Overview
2q37 deletion syndrome can cause various symptoms depending on the gene responsible. A typical symptom is Albright syndrome-like shortening of the metacarpals and midcrus.
Albright-like metacarpal and midcruris shortening is a genetic disorder caused by the deletion of a portion of the terminal portion of the long arm of chromosome 2 (2q37.3). The first case was reported in 1989, and it is an extremely rare disease with at least 115 cases reported worldwide to date. Approximately half of affected individuals have physical characteristics such as short fingers and toes, especially the fourth finger. Other physical characteristics include a distinctive facial appearance and thinning hair. Neurological abnormalities include developmental delays in motor skills such as standing, sitting, and walking, and approximately 25% of these individuals have autism spectrum disorder, which means impaired social communication and social interaction. Other symptoms include inflammatory skin diseases, malformations of the brain, heart, digestive system, kidneys, and reproductive organs, and in very rare cases, a very rare form of liver cancer called Wilms tumor. Due to the above characteristics, this condition is sometimes called 2q37 entire autosomal region partial deletion disorder, Albright hereditary osteodystrophy-like syndrome, or brachial neurological mental retardation syndrome.
Reason
Albright syndrome-like metacarpal is a disease caused by the deletion of a part of a chromosome, but it is still unknown why such a deletion occurs. Since most (approximately 95%) of the parents of affected patients have normal karyotypes, it is known that inheritance from parents is rare, and the majority of cases are due to de novo mutations (*1). For this reason, it is thought that the deletion is caused by DNA replication errors during the formation of the parents’ sperm and eggs, or in the fertilized egg at the early stage of embryogenesis. Due to the small number of cases overall and the small number of patients with parents, brothers, and sisters with similar genotypes due to the de novo mutation, molecular biology and genetic research has not progressed much, and genotype-phenotype association has been rarely performed.

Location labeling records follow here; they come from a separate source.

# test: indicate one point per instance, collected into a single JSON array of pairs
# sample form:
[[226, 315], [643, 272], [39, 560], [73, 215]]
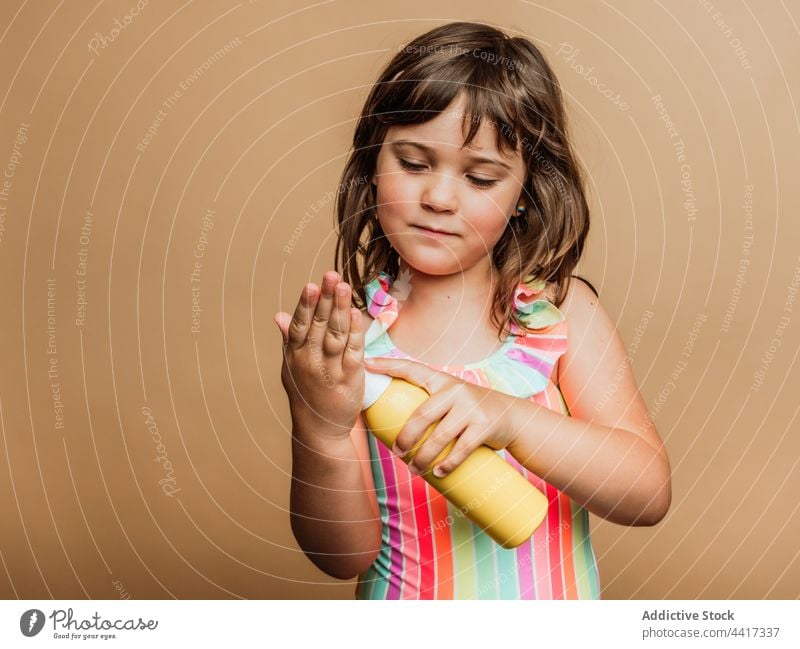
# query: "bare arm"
[[334, 512], [607, 454]]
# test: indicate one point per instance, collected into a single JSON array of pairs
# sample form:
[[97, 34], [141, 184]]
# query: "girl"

The area where the deletion occurs is often near the end of the long arm of chromosome 2, and the deletion has been identified as the 2q37 region. It is believed that a pure deletion in this region is the cause of the disease. The size of the deletion varies greatly from person to person, ranging from 2 Mbp to 9 Mbp. Approximately 100 genes are encoded in this region, and it is believed that the disease develops when the function of one or more of these genes is impaired. In particular, one of the main genes is the HDAC4 gene (*2), which shows deletion of one allele and the associated loss of heterozygosity. HDAC4 is a gene that codes for a histone deacetylase and is known to be involved in skeletal and muscular development, but its molecular relationship with Albright syndrome-like metacarpal and midfoot shortening has not yet been clarified.
Symptoms
The typical presentation of individuals with Albright-like short metacarpals and mid-crus syndrome is primarily physical and neurological. Physical characteristics: Approximately half of affected individuals have brachydactyly or polydactyly, especially in the fourth digits of the hands and feet. Additionally, most cases have distinctive facial features, including prominent forehead, round face, thin and arched eyebrows, sunken nasal bridge, missing or prominent nasal passages, thin lips, thin eyelids, upper eyelid folds, upturned cleft palate, smooth palate, prominent lower cheekbones, and ear abnormalities. Short stature, obesity, thinning hair, and nipple abnormalities, including inverted nipples, are also common. Organ developmental deficiencies have been observed, with cardiac, gastrointestinal, and renal abnormalities seen in one-third of affected individuals. Wilms tumors, renal dysplasia, and bronchomalacia have been seen in a few affected children, but only in those with proximal 2q37.1 deletions. An Albright hereditary osteodystrophy-like phenotype (*3) is seen in patients with telomeric deletions at 2q37.3, who subsequently develop seizures and cystic kidney disease.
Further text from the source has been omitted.